Utku and the Monster of Kale Tepe
It was only my third day in Turkey, when this monster of a dog came into my life. And it was my second day of participating in the Isparta Archaeological Survey – project (IAS-project), directed by Dr. Bilge Hürmüzlü of the Süleyman Demirel Üniversitesi in Isparta. The project team consists of a number of students and researchers affiliated to the same university and a representative of the Ministry of Culture and Tourism. Upon arrival, I was welcomed with great hospitality and kindness by any one of them. My first blog seems to me a good opportunity to express my gratitude: thanks to them, the first two weeks of my stay in Turkey were unforgettable.

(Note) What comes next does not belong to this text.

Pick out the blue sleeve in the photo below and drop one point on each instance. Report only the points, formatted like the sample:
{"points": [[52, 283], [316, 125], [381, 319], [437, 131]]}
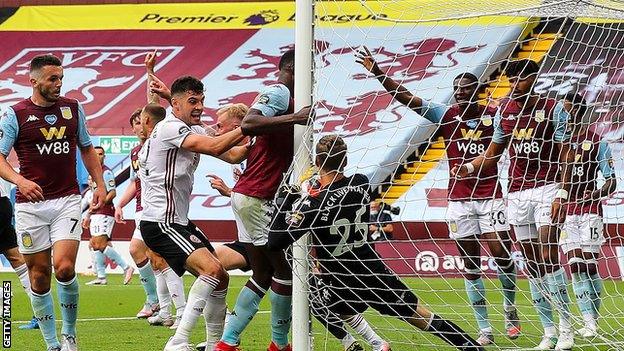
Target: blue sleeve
{"points": [[499, 135], [273, 101], [84, 139], [605, 160], [8, 131], [560, 123], [433, 111], [109, 180]]}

The team of the IAS-project at work on Kale Tepe. Foreground: fortification wall; background (to the right): the village of Gönen
This year, the IAS-project put its focus on Kale Tepe (Castle Hill), the hill that was the scene of our encounter with the dog. Kale Tepe was once the site of a Hellenistic city, surrounded by a fortification wall several parts of which are still visible today. Especially the entrance gate and the eastern wall still reveal the wall’s overwhelming massiveness, that can only have been much greater when it was in use. When looking around from atop the hill, the strategic importance of this location is easily recognized. Drawings and measurements of the fortification wall as well as the tower, situated on the ultimate summit of Kale Tepe, and an archaeological survey of the city’s territory aim to increase our knowledge and understanding of this Hellenistic site. For similar purposes, the team has acquired its own remote controlled helicopter. The camera, that is attached to it, is able to make detailed overview pictures and videos of the wall, its towers and gates. Note to the non-specialist reader: indeed, besides the famous and stereotype activities of digging and excavating, archaeologists nowadays work with a variety of methods to investigate the material heritage of past societies: from archaeological surveying and DNA-analysis (for instance: of bone material) to the use of sophisticated measuring equipment (Total Station) and satellite photography.
"Was this truly an Unidentified Flying Object?"
Our own UFO during the test flight
The actual use of our remote controlled helicopter needed to be preceded by several test flights. In the dark of the evening, the entire team gathered together to watch the first ‘steps’ of the little helicopter. We were ready for take-off. Like a bird in the sky, the machine flew away, quickly increasing in height and distance. Eyes focused on the sky, the team ran after the flying object. Its red and green lights lit up the darkness and its sound, to a certain degree, disturbed the silence in the village of Gönen. It must have been a strange sight for Gönen’s inhabitants: a green-red thing, followed by a group of archaeologists trying to get a hold of it. “What was this thing anyways?”, you could hear them think. “Was this truly an Unidentified Flying Object, signifying the prelude of an alien invasion?” Fortunately for us, we managed to safely return the flying object to its home. However, the people of Gönen might have been as frightened by ‘our UFO’ as we had been by the Monster of Kale Tepe.